Cardboard Citizens announces most ambitious season to date
Theatre company Cardboard Citizens has announced nine new plays exploring the housing crisis.
The ambitious season of new work from the company, which makes theatre with and for homeless people, will run at the Bunker in London, from April 17 to May 13.
Presented in an immersive format, the nine plays, running under the banner Home Truths, will look back at the history of UK housing and will be split into three cycles.
Audiences can choose to see each cycle as a stand-alone production or they can watch all nine plays in one go.
Playwrights who have written work for the new season include Sonali Bhattacharyya, Lin Coghlan and EV Crowe.
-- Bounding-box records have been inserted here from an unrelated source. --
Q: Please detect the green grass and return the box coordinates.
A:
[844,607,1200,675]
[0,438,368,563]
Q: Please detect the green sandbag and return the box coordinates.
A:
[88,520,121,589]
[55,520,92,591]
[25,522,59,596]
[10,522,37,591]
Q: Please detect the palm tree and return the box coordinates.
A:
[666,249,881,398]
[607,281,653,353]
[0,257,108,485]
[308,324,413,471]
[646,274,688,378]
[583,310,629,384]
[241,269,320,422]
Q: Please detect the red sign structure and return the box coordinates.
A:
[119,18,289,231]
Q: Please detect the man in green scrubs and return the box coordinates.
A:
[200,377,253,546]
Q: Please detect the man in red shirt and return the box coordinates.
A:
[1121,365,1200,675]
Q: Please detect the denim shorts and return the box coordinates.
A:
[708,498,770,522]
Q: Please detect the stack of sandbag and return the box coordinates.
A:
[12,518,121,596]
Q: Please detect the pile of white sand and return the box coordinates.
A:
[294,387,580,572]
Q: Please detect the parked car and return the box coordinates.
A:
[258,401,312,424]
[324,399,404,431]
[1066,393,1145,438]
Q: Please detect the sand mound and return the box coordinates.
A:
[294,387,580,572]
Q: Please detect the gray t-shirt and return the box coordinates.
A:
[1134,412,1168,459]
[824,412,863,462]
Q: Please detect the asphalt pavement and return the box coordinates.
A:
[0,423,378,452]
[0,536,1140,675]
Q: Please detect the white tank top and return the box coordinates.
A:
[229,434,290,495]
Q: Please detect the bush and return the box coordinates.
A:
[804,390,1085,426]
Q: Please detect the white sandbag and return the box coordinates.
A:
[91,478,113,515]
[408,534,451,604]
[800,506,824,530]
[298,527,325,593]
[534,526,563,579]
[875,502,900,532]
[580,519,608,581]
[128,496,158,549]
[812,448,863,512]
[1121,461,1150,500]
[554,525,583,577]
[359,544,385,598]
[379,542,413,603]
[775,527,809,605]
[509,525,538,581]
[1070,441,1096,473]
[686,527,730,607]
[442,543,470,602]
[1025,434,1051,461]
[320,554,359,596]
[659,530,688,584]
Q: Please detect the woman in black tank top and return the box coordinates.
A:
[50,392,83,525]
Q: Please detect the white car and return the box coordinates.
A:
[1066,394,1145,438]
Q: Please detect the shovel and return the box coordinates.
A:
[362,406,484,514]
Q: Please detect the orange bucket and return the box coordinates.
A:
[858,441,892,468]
The productions will be individually directed by artistic director and chief executive of Cardboard Citizens, Adrian Jackson, and Caitlin McLeod, who has directed shows at West Yorkshire Playhouse and Hampstead Theatre.
Jackson said: “My hope is that Home Truths will offer, through the kaleidoscope of history, a glimpse of what is happening now.
“This season of short plays will, by reference to notable historical events and periods, give our audience a fresh perspective on what is happening now, in the phenomenon commonly known as ‘the housing crisis’.
“And perhaps the plays will give us some glimpse of how we might find our way out of this mess.”
Cardboard Citizens is also to take its forum theatre production Cathy, a version of Ken Loach’s film Cathy Come Home, to the House of Lords this month.
The special performance will be used to present ‘Cathy laws’, suggestions for legislative changes to support homeless people that have been made at the end of every performance of Cathy by audience members.
As with all Cardboard Citizens productions, a proportion of tickets for Home Truths will be made available to homeless audiences at £1.
Design for Home Truths is by James Turner, lighting is by Elliot Griggs, sound and composition by Lewis Gibson and Tom Parkinson, and costume is by Holly Henshaw. Casting is still to be announced.